The patient underwent left laparoscopic adrenalectomy, with no significant hemodynamic alterations during the procedure. A 7 cm×4 cm×3.7 cm nodular mass, covered with adipose tissue 0.4–1.3 cm thick, was removed. Anatomopathological study of the specimen confirmed it to be a pheochromocytoma. Although the surgical procedure had been uneventful, the patient developed hypotension in the postoperative period, which was reversed with intravenous crystalloids. He was discharged medicated with furosemide 40 mg/day, spironolactone 25 mg/day, carvedilol 18.75 mg/day and enalapril 2.5 mg/day.
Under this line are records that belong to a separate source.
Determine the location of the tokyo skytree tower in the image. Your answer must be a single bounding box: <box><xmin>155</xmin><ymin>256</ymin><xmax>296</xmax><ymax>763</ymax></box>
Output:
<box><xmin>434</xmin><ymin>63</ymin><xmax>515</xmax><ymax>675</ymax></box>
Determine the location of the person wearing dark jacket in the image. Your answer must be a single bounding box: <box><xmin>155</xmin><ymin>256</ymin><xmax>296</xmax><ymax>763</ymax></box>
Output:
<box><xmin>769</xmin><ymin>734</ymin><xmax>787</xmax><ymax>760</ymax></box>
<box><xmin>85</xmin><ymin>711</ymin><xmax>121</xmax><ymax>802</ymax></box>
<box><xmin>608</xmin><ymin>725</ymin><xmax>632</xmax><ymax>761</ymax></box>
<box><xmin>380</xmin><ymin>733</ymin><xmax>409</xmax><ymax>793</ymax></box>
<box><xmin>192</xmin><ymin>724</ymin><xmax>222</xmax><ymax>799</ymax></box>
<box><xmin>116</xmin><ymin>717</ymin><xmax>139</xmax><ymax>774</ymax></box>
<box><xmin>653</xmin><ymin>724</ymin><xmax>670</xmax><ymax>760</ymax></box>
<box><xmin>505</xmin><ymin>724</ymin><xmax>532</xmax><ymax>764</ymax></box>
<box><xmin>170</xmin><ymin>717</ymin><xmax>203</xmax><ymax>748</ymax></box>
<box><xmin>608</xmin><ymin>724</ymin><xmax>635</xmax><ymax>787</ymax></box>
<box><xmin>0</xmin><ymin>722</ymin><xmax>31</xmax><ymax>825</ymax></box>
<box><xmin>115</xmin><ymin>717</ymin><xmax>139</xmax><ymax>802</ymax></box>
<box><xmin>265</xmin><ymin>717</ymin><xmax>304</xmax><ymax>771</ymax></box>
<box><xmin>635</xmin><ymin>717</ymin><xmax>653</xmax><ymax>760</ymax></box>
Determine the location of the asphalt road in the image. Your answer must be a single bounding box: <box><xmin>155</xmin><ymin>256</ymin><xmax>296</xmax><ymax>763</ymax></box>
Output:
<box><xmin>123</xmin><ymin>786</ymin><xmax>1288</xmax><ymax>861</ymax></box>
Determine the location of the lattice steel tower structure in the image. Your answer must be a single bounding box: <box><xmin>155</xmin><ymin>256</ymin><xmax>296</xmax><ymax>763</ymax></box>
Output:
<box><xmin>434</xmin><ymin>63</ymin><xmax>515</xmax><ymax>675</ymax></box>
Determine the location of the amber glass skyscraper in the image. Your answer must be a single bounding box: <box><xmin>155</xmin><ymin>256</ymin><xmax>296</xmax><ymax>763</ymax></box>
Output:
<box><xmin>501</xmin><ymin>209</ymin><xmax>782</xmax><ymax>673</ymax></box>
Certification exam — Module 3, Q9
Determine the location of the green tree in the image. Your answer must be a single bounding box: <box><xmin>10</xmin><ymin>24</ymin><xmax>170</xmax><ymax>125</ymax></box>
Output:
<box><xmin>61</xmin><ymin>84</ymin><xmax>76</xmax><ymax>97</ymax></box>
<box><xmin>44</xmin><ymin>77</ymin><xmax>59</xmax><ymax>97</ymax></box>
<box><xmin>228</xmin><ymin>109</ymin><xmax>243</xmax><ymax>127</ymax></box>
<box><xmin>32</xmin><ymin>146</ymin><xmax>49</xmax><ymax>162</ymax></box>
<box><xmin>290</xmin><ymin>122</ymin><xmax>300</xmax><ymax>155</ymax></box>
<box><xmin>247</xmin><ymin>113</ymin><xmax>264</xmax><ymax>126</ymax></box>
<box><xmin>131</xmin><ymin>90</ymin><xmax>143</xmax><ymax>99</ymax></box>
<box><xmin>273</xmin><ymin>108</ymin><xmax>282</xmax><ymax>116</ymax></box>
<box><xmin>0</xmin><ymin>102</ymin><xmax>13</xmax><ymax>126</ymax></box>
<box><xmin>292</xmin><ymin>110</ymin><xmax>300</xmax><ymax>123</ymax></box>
There was no biochemical or radiological evidence of pheochromocytoma during follow-up. Laboratory tests showed normalization of serum NT-proBNP to <20 pg/ml; 24-hour Holter ECG monitoring two weeks after surgery (Figure 4) showed sinus rhythm, significantly lower mean HR (73 bpm) than the previous exam and increased HR variability (SDNN 97 ms). Frequency analysis of HR variability revealed recovery of HF (139 ms2) and LF (376 ms2) components. Transthoracic echocardiography two months after surgery showed normalization of LV dimensions and recovery of LV systolic function (Table 1 and Figure 3). In view of the reversibility of the cardiomyopathy and the fact that the patient was asymptomatic, all medication was discontinued during follow-up.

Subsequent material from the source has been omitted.